ENH: Add dtype argument to read_sql_query (GH10285) #37546

avinashpancham · 2020-10-31T21:44:46Z

closes Add dtype keyword to read_sql_query to control per column dtypes. #10285
tests added / passed
passes black pandas
passes git diff upstream/master -u -- "*.py" | flake8 --diff
whatsnew entry

avinashpancham · 2020-11-13T14:42:39Z

@jorisvandenbossche tagging you since you were involved in the original issue. Could you have a look at this imp and lmk whether this is what you had in mind?

avinashpancham · 2020-11-22T16:01:52Z

@jorisvandenbossche could you (or maybe someone else) have a look at this PR? Thanks

avinashpancham · 2020-11-28T15:34:47Z

@jreback could you (or maybe someone else) have a look at this PR? Thanks

jreback

pls always add tests. w/o them its impossible to tell if this does anything

avinashpancham · 2020-12-01T22:14:16Z

Updated PR. Only Linux py38_np_dev fails, but due to other reasons.

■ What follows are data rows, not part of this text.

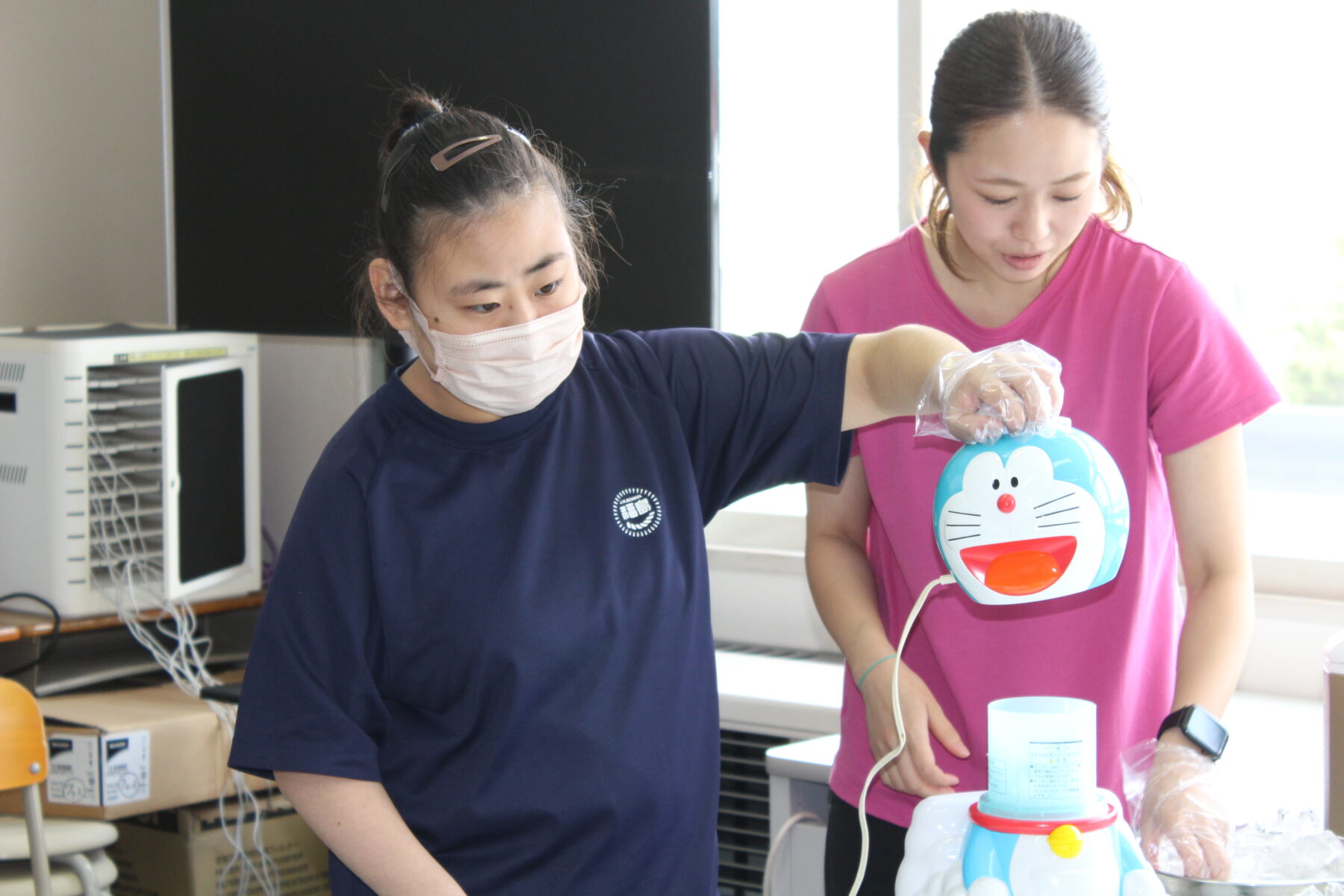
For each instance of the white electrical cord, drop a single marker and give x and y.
(797, 818)
(900, 731)
(134, 586)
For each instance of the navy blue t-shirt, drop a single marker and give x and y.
(507, 623)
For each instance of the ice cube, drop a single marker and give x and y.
(1312, 857)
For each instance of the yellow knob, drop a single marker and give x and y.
(1066, 841)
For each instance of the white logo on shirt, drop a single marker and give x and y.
(638, 512)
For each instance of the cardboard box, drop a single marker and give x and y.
(183, 852)
(129, 751)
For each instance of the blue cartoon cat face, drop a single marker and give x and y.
(1031, 517)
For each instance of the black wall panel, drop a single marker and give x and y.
(277, 111)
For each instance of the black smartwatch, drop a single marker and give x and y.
(1199, 724)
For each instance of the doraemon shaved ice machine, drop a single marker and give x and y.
(1030, 517)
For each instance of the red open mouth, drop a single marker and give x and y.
(1021, 567)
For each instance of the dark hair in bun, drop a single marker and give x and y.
(417, 203)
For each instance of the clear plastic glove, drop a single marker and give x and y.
(915, 770)
(1175, 808)
(977, 398)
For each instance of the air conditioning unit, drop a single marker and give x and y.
(780, 682)
(128, 465)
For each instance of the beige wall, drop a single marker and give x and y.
(81, 163)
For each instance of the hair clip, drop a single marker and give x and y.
(443, 161)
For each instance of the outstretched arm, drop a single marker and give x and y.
(980, 396)
(358, 821)
(886, 371)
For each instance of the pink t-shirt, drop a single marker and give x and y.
(1149, 367)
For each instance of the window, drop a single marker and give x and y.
(1225, 124)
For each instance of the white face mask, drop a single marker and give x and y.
(508, 370)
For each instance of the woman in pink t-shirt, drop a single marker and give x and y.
(1014, 249)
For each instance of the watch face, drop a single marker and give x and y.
(1206, 731)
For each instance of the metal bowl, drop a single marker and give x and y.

avinashpancham · 2020-12-03T11:58:25Z

Merged master, everything succeeds.

I also saw a similar enhancement request for dtypes for read_sql. Once we agree on this imp we can easily extend it to that function as well

avinashpancham · 2020-12-06T16:38:43Z

@jreback could you have another look? Will fix the merge conflict in the docs later today

jreback · 2020-12-14T23:51:41Z

pandas/io/sql.py

@@ -295,6 +301,7 @@ def read_sql_query(
    params=None,
    parse_dates=None,
    chunksize: None = None,
+    dtype: Optional[Union[Dtype, Dict[str, Dtype]]] = None,


this type actually is pretty usefule, can you define in _typing, call it DtypeOrDictDtype / DtypeTable and add a comment about it. cc @simonjayhawkins @WillAyd @jorisvandenbossche for the name here.

Suggested change

dtype: Optional[Union[Dtype, Dict[str, Dtype]]] = None,

dtype: Optional[Union[Dtype, Dict[Label, Dtype]]] = None,

Maybe DtypeArg?

Done, added DtypeArg to _typing

jreback · 2020-12-14T23:52:18Z

pandas/io/sql.py

+        index_col=None,
+        coerce_float=True,
+        parse_dates=None,
+        dtype=None,


can you type anywhere you are adding type

jreback · 2020-12-14T23:52:44Z

doc/source/whatsnew/v1.2.0.rst

@@ -307,6 +307,7 @@ Other enhancements
 - Improve numerical stability for :meth:`.Rolling.skew`, :meth:`.Rolling.kurt`, :meth:`Expanding.skew` and :meth:`Expanding.kurt` through implementation of Kahan summation (:issue:`6929`)
 - Improved error reporting for subsetting columns of a :class:`.DataFrameGroupBy` with ``axis=1`` (:issue:`37725`)
 - Implement method ``cross`` for :meth:`DataFrame.merge` and :meth:`DataFrame.join` (:issue:`5401`)
+- :func:`pandas.read_sql_query` now accepts a ``dtype`` argument to cast the columnar data from the SQL database based on user input (:issue:`10285`)


move to 1.3

avinashpancham · 2020-12-15T20:00:02Z

pandas/_typing.py

+]
+DtypeArg = Optional[Union[Dtype, Dict[Label, Dtype]]]
+DtypeObj = Union[np.dtype, "ExtensionDtype"]
+
 # For functions like rename that convert one label to another


Moved the dtype block since Label was defined later in the file

avinashpancham · 2020-12-20T16:09:16Z

In #13049 it is proposed to add the dtype argument to read_sql. This can be done in similar manner as in this PR.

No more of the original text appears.